Mild El Nino may be brewing, researcher says

By Jan TenBruggencate
Advertiser Science Writer

A pool of warmer-than-normal water off the South American coast has the trappings of an El Nino event, but even if it is, it should have minimal impact on this year's hurricane season, said a University of Hawai'i researcher who studies Pacific climate variation.

"It looks like if we have an El Nino, it will be weaker than the last two and will be later in the year," said oceanography professor Roger Lukas.

The National Weather Service's Climate Prediction Center generally agrees, although not necessarily for the same reasons.

"For the moment, near-neutral (sea surface temperature) conditions are most likely in the tropical Pacific during the winter 2001-2002," the agency said in its long-term assessment of Pacific climate.

Honolulu National Weather Service meteorologist Paul Jendrowski said that if the assessment is accurate, "it should be pretty normal. We don't have a strong signal either way."

In Hawai'i, El Nino events, with superheated tropical equatorial waters, can cause more frequent and stronger storm activity during hurricane season and can cause winter drought.

Lukas said it is too early to predict what will happen later this year, but there are no signs that suggest a coming El Nino, if it does develop, will be anything but a weak one.

There are suggestions this one is unique among recent warm episodes. For the past two decades, El Nino events have developed as a massive pool of warmer-than-usual water moves from the Western Pacific along the equator to the coast of the Americas.

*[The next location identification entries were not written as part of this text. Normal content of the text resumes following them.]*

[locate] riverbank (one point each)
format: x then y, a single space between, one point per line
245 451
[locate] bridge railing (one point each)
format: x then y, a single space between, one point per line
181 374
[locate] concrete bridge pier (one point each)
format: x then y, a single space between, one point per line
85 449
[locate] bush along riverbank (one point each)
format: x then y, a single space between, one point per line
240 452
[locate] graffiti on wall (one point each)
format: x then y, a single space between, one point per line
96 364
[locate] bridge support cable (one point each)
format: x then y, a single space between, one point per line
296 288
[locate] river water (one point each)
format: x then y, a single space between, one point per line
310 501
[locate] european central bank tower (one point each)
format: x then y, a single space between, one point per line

But there is a second kind of El Nino, not seen since before weather satellites and modern climate monitoring equipment, in which the hot water develops near the Americas and moves west.

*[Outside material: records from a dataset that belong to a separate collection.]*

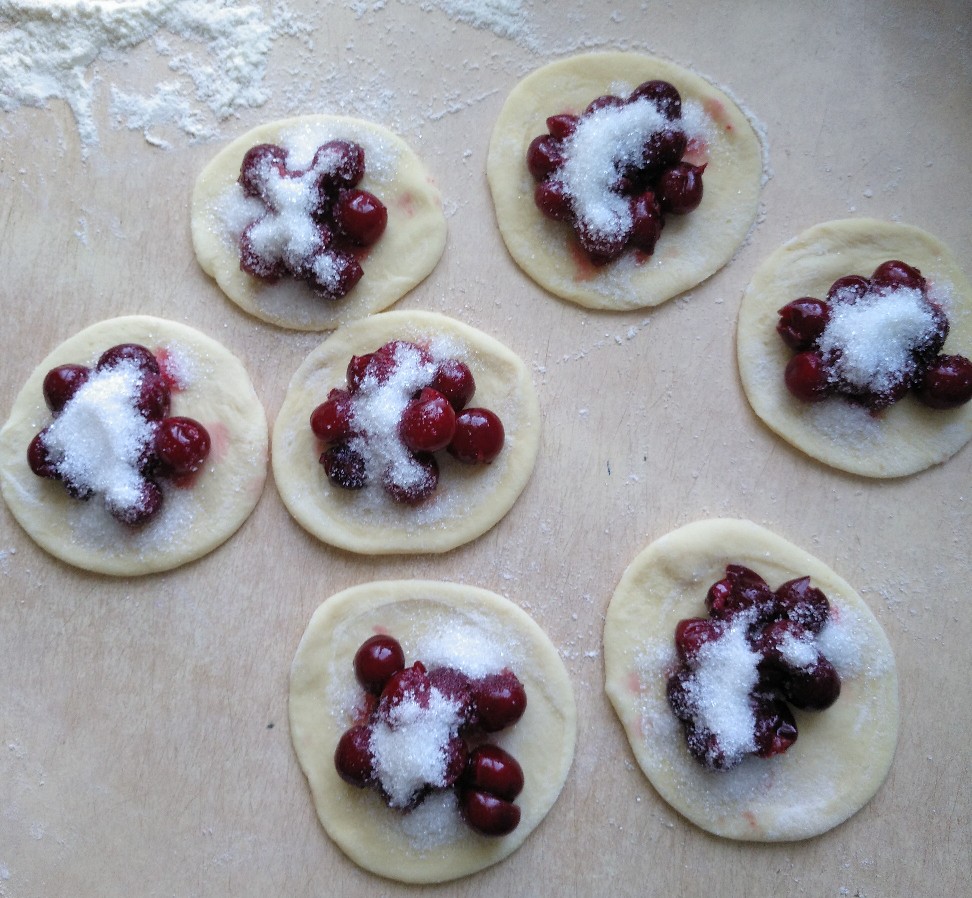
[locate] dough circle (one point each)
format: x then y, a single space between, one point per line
323 691
469 499
216 391
906 438
842 755
691 248
409 249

That's what appears to be happening this time, Lukas said. The waters off the northwestern corner of South America are as much as 3 degrees Centigrade — roughly 5 degrees Fahrenheit — warmer than normal for this time of the year.

This warming could dissipate, or it could continue to develop, generating all the weather conditions of a normal west-to-east El Nino.

"The atmosphere doesn't care how the ocean got warm. It just cares that it got warm," Lukas said.

The good news for the Islands is that the warm water is well south of the hurricane-forming region off the coast of Mexico, Lukas said.